What kind of financial planning does CameronChase Ltd specialize in?

They offer personal financial services like tax planning, investments and pensions, and business finance services like corporate tax planning and employee benefits.


What is tax planning and preparation?

Tax planning means managing the finances of a person, organization, or businessmen. The main purpose of tax planning is to manage your income so that you can be able to do savings for a stable future. This process has a lot of benefits like helps you in increasing your economic growth, reduction of tax liability, minimization of litigation, productive investment, and so on. A good firm will provide you tax planning services to help you in managing your taxes. You should always go for a better service provider like Lifeline tax Consultancy.


Does small business owners need basic tax planning solutions?

Tax planning is necessary for small businesses since they have to make estimated tax payments.

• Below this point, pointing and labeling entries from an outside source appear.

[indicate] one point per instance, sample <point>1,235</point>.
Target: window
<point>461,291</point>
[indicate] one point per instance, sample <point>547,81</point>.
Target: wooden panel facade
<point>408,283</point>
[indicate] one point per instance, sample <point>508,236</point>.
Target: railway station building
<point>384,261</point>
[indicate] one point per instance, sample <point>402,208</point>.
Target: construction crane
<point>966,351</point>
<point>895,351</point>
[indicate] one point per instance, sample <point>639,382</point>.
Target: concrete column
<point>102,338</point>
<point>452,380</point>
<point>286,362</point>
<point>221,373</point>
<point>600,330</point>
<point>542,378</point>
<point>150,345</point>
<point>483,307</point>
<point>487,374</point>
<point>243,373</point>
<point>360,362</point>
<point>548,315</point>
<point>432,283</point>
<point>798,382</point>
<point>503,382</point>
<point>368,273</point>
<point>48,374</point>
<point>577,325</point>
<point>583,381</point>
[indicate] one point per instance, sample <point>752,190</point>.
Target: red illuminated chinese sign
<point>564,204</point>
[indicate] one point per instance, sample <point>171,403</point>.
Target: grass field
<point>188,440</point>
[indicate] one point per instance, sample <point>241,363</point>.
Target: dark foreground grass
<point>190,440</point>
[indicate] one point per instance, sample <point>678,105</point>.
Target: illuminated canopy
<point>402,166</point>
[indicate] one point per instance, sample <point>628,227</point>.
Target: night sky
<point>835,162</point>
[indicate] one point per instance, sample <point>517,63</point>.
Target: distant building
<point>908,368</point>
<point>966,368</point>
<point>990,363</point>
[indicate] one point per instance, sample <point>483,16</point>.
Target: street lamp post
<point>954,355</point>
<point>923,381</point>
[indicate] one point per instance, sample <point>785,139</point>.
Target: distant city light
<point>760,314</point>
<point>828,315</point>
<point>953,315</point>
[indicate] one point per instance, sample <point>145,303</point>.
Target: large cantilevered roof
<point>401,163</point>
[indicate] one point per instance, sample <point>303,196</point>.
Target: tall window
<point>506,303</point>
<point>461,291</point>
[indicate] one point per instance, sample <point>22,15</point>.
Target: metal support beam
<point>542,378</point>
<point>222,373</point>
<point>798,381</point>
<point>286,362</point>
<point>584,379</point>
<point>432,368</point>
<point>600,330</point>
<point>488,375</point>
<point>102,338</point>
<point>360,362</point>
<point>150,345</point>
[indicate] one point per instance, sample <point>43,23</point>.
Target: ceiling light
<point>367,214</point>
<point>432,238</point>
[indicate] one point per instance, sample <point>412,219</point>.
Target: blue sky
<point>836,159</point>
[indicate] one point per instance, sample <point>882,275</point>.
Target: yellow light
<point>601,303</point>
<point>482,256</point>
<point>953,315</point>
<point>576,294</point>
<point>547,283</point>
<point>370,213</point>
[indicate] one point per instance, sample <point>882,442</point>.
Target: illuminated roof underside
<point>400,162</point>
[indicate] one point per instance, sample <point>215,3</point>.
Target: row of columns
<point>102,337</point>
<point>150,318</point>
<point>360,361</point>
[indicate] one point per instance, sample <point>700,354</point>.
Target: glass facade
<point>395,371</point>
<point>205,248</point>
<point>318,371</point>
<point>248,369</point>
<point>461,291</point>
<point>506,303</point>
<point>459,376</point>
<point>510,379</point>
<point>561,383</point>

Tax planning also allows you to use tax friendly strategies to optimize your tax situation for the entire year.


What is tax planning and tax management?

minimization of taxes


How do tax preparation differ from tax planning?

Tax preparation is when you are filing your tax return at the end of the tax period (usually the end of the year). Tax planning is looking ahead to the future with the intent of trying to minimize your taxes paid.


What has the author Puspa Kandel written?

Puspa Kandel has written: 'Tax laws and tax planning in Nepal' -- subject(s): Accounting, Income tax, Law and legislation, Tax planning, Value-added tax


What is the difference between tax planning and budget planning?

Tax Planning is the method of reducing tax liability through legally accepted devices whereas budget planning is managingincome and expenditure of a person or organization.